Bayesian estimation of rainfall dispersion in Thailand using gamma distribution with excess zeros.

Abstract

The gamma distribution is commonly used to model environmental data. However, rainfall data often contain zero observations, which violates the assumption that all observations must be positive in a gamma distribution, and so a gamma model with excess zeros treated as a binary random variable is required. Rainfall dispersion is important and interesting, the confidence intervals for the variance of a gamma distribution with excess zeros help to examine rainfall intensity, which may be high or low risk. Herein, we propose confidence intervals for the variance of a gamma distribution with excess zeros by using fiducial quantities and parametric bootstrapping, as well as Bayesian credible intervals and highest posterior density intervals based on the Jeffreys’, uniform, or normal-gamma-beta prior.
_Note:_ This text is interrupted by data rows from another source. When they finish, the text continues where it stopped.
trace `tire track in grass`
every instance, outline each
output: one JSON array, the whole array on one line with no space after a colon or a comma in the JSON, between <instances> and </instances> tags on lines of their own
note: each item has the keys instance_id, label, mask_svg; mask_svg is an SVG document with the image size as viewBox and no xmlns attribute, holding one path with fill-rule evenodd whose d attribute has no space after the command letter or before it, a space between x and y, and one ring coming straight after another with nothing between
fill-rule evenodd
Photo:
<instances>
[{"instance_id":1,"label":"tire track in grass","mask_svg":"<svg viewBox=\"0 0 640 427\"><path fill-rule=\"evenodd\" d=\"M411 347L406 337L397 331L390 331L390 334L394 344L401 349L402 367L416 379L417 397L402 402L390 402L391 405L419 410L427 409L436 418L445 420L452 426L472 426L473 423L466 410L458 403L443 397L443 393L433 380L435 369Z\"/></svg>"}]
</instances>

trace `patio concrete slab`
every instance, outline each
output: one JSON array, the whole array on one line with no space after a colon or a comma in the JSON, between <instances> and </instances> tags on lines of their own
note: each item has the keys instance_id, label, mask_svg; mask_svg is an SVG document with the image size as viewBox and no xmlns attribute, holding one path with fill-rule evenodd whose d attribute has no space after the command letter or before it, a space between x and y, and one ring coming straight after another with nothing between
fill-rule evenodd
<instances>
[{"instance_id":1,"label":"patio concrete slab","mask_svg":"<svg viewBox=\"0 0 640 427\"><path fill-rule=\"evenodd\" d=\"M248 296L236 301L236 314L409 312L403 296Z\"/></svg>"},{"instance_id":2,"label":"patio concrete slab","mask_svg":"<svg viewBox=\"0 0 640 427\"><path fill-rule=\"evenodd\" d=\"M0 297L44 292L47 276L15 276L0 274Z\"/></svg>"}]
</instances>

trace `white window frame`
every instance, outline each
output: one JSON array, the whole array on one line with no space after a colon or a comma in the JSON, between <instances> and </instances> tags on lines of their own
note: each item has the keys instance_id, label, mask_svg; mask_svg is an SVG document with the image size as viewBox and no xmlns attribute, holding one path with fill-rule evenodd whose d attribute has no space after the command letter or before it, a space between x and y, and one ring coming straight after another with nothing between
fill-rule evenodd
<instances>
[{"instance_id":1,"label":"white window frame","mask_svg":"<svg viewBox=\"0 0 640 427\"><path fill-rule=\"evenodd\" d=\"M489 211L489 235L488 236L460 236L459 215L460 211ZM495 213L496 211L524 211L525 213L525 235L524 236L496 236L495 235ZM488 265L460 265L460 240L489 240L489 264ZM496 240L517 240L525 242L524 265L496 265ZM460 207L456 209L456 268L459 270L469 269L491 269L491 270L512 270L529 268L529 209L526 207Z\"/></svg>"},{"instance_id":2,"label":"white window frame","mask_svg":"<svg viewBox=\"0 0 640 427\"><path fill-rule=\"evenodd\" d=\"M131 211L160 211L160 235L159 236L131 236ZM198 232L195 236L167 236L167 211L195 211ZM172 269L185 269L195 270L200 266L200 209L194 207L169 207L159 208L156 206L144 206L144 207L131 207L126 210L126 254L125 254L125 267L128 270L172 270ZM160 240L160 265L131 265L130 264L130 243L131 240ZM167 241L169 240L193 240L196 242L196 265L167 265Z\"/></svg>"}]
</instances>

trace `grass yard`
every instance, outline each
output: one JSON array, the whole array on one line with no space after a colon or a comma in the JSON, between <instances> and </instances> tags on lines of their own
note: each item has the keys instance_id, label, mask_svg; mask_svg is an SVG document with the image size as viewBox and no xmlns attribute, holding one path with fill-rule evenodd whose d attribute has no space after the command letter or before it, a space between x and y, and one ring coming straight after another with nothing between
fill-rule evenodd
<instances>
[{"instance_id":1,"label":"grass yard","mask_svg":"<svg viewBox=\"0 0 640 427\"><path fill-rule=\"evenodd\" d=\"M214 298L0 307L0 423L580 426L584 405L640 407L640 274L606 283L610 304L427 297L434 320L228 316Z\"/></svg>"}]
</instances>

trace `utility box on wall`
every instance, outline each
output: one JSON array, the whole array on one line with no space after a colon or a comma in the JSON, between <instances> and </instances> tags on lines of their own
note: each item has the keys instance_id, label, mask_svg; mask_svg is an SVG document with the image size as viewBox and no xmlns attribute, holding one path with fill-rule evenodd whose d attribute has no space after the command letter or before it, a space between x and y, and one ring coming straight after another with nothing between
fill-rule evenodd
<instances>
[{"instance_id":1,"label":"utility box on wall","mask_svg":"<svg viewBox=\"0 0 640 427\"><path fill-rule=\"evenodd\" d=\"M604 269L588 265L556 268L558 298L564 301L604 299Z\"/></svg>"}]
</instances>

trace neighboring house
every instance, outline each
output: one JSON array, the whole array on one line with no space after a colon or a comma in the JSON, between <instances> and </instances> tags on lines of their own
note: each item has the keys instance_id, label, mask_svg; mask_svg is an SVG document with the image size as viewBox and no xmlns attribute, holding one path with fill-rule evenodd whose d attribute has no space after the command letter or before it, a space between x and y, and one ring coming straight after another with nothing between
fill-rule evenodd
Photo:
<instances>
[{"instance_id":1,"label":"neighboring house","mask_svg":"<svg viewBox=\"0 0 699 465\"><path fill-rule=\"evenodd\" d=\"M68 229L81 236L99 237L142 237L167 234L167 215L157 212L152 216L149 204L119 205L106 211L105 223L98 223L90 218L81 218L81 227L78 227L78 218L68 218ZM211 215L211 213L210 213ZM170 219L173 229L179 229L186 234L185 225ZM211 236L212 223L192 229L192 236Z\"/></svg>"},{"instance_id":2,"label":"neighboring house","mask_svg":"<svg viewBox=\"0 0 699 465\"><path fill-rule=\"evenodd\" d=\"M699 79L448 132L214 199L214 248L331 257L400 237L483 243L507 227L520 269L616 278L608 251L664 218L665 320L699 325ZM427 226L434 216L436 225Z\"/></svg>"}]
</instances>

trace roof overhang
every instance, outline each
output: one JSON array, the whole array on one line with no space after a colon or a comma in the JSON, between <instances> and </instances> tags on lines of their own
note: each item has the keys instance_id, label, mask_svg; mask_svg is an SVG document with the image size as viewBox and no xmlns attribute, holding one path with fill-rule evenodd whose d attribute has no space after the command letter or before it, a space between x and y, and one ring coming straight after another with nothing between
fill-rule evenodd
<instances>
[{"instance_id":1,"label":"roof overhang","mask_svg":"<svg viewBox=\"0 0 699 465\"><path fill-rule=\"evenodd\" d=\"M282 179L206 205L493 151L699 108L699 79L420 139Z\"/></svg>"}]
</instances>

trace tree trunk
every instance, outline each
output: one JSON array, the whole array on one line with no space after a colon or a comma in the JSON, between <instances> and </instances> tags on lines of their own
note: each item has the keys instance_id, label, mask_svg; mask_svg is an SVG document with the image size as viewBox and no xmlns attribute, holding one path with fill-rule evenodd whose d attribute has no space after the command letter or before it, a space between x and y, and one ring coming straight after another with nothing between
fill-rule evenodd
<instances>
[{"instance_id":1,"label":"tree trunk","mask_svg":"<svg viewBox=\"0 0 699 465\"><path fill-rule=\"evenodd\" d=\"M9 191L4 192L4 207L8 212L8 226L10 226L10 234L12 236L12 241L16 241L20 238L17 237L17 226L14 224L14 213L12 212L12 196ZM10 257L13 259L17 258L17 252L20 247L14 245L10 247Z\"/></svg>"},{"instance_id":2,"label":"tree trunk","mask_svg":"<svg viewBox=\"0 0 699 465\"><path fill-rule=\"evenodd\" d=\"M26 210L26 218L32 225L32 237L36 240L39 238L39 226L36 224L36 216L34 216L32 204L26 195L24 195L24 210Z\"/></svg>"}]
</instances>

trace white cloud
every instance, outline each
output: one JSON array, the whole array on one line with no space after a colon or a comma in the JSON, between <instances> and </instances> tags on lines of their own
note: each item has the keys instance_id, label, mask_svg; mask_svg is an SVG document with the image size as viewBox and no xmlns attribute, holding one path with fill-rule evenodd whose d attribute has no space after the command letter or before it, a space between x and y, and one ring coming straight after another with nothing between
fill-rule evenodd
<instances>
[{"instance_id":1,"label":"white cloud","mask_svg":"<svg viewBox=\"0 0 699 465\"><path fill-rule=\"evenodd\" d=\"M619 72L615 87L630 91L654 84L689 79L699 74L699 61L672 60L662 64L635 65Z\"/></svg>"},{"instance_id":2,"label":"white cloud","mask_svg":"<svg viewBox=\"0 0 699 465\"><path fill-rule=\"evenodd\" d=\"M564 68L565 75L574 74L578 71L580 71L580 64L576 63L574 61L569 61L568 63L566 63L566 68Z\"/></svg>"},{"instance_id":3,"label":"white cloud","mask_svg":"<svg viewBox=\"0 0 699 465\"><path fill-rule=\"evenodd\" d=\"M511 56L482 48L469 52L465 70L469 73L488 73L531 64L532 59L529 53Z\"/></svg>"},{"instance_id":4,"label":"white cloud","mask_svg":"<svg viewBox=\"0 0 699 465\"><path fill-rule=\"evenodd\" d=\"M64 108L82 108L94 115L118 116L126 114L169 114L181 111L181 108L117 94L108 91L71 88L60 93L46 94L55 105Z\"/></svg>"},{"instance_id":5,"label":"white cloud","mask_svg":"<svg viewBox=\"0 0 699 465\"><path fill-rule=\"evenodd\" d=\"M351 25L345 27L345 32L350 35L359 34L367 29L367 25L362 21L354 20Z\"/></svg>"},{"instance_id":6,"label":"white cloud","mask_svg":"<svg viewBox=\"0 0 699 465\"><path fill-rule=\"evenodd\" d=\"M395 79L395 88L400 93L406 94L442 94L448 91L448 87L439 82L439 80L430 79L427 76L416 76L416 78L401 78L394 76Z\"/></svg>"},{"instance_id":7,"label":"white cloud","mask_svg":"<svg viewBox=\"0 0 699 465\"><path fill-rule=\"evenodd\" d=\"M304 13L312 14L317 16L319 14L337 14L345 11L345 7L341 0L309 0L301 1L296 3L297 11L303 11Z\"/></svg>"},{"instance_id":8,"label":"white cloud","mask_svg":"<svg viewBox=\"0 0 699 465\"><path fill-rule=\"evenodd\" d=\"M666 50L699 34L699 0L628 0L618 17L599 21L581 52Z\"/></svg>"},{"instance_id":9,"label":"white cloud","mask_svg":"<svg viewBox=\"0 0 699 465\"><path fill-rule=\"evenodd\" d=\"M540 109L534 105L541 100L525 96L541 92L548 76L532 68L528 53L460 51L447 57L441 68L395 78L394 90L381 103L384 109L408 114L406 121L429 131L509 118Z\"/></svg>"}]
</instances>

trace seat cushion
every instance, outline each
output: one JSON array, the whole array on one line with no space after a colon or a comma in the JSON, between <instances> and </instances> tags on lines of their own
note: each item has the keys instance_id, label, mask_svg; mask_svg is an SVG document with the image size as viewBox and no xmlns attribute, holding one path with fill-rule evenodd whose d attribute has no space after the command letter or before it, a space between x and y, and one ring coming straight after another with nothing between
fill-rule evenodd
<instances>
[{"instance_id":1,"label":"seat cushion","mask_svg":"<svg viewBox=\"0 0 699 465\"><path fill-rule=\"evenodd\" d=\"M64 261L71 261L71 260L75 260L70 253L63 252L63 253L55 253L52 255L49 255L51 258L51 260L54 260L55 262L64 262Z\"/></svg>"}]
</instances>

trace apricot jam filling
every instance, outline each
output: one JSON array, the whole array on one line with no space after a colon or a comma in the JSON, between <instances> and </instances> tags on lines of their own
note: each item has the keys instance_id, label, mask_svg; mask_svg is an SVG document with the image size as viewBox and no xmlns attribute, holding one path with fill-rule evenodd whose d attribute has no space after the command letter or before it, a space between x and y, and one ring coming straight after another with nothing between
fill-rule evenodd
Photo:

The performances of the proposed confidence interval were evaluated by establishing their coverage probabilities and average lengths via Monte Carlo simulations. The fiducial quantity confidence interval performed the best for a small probability of the sample containing zero observations (δ) whereas the Bayesian credible interval based on the normal-gamma-beta prior performed the best for large δ. Rainfall data from the Kiew Lom Dam in Lampang province, Thailand, are used to illustrate the efficacies of the proposed methods in practice.